Jouer à se remettre en forme
Près d’un tiers des ainés canadiens chutent et l’âge aidant, les problèmes de santé se multiplient. Pour les aider à la maison et faciliter leur remise en forme après une chirurgie ou un séjour à l’hôpital, la technologie offre ici aussi des pistes intéressantes.
Elle stimulerait par exemple leur motivation pour faire les exercices prescrits. « Quand c’est le fun, on a envie d’investir de l’énergie plus facilement », relève David Schacter de Jintronix, en pleine démonstration de slalom en ski devant un auditoire amusé. Le système de réadaptation de la compagnie, jumelé au capteur de mouvement de la plateforme Kinect, offre une soixantaine d’exercices pour travailler la posture, la flexibilité, la coordination bilatérale, avec l’aide de son psychothérapeute.
Il faut tout de même que le patient y mette du sien. Comme le rappelle M. Bouchard, « le casque, et la technologie, ce n’est pas la thérapie, c’est un outil pour faire de la thérapie ». La réalité virtuelle donne un coup de pouce au monde médical. Ce qu’en feront les patients leur appartient.

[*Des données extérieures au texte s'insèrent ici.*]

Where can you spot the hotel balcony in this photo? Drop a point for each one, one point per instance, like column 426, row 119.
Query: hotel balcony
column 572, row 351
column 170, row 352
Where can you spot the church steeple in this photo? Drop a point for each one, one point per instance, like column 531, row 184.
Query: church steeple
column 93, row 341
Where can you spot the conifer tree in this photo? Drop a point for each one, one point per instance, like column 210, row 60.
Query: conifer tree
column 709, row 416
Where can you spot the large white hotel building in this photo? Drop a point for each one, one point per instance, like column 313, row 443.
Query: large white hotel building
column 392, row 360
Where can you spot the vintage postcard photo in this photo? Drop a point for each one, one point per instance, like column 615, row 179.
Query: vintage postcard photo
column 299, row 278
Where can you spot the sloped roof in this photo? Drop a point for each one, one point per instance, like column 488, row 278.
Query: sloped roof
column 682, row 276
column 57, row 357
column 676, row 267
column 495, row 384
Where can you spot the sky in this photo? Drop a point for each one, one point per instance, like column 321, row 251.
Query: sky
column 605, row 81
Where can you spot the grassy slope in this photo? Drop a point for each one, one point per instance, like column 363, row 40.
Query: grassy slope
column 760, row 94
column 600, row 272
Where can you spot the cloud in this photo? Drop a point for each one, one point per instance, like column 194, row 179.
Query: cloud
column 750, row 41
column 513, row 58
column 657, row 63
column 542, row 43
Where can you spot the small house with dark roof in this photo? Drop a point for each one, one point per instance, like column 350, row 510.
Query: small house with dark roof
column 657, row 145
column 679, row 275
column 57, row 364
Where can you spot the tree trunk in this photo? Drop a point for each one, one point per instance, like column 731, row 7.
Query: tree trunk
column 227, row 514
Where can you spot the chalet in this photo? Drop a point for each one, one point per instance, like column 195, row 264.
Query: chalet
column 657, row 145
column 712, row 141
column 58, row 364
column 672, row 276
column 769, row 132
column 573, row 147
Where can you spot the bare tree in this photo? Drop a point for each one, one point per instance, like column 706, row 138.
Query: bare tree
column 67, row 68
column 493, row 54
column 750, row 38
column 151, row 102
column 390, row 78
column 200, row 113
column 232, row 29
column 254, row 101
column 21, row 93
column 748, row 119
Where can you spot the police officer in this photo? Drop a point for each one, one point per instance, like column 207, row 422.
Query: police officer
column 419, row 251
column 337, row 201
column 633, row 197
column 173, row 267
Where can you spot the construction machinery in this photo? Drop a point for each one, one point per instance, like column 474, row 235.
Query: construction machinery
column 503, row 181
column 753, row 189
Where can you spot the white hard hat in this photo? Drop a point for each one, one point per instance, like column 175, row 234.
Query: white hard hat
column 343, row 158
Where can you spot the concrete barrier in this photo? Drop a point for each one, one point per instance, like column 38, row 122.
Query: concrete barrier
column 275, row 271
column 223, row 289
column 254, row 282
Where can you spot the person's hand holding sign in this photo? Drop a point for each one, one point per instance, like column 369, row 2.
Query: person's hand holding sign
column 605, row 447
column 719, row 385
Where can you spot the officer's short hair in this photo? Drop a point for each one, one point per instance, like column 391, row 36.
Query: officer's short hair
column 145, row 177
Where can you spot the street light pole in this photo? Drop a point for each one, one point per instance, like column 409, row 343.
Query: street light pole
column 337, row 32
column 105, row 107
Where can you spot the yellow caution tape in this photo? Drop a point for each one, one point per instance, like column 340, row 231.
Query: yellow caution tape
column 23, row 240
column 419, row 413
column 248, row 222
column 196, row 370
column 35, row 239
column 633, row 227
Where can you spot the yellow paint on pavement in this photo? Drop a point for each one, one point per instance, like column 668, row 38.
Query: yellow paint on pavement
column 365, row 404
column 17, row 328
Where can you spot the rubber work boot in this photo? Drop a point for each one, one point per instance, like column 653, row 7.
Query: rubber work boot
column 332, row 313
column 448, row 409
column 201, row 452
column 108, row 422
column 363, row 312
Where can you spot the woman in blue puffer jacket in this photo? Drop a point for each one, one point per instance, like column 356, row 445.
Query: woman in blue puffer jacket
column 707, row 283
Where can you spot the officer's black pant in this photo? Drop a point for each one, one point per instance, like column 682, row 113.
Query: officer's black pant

Malade par la réalité virtuelle
Encore peu documenté comme phénomène, la réalité virtuelle peut paradoxalement rendre malade, même lorsqu’utilisée comme outil thérapeutique. « Je ne pouvais pas voir le résultat des recherches, car je ne supporte pas plus de 5 minutes sous la voûte immersive », lance le chercheur du Living Lab, Emmanuel Durand. Les cybermalaises toucheraient près de 3 % de la population. Ils ressemblent au mal des transports et donnent envie de vomir. « Cela ne fonctionne pas pour tout le monde », relève Philippe Fuchs, le responsable de l’équipe de recherche RV & RA à Mines ParisTech. Une des raisons, explique-t-il, est que nous sommes encore bien loin de pouvoir imiter l’œil humain et ses 7 millions de cônes spécialisés.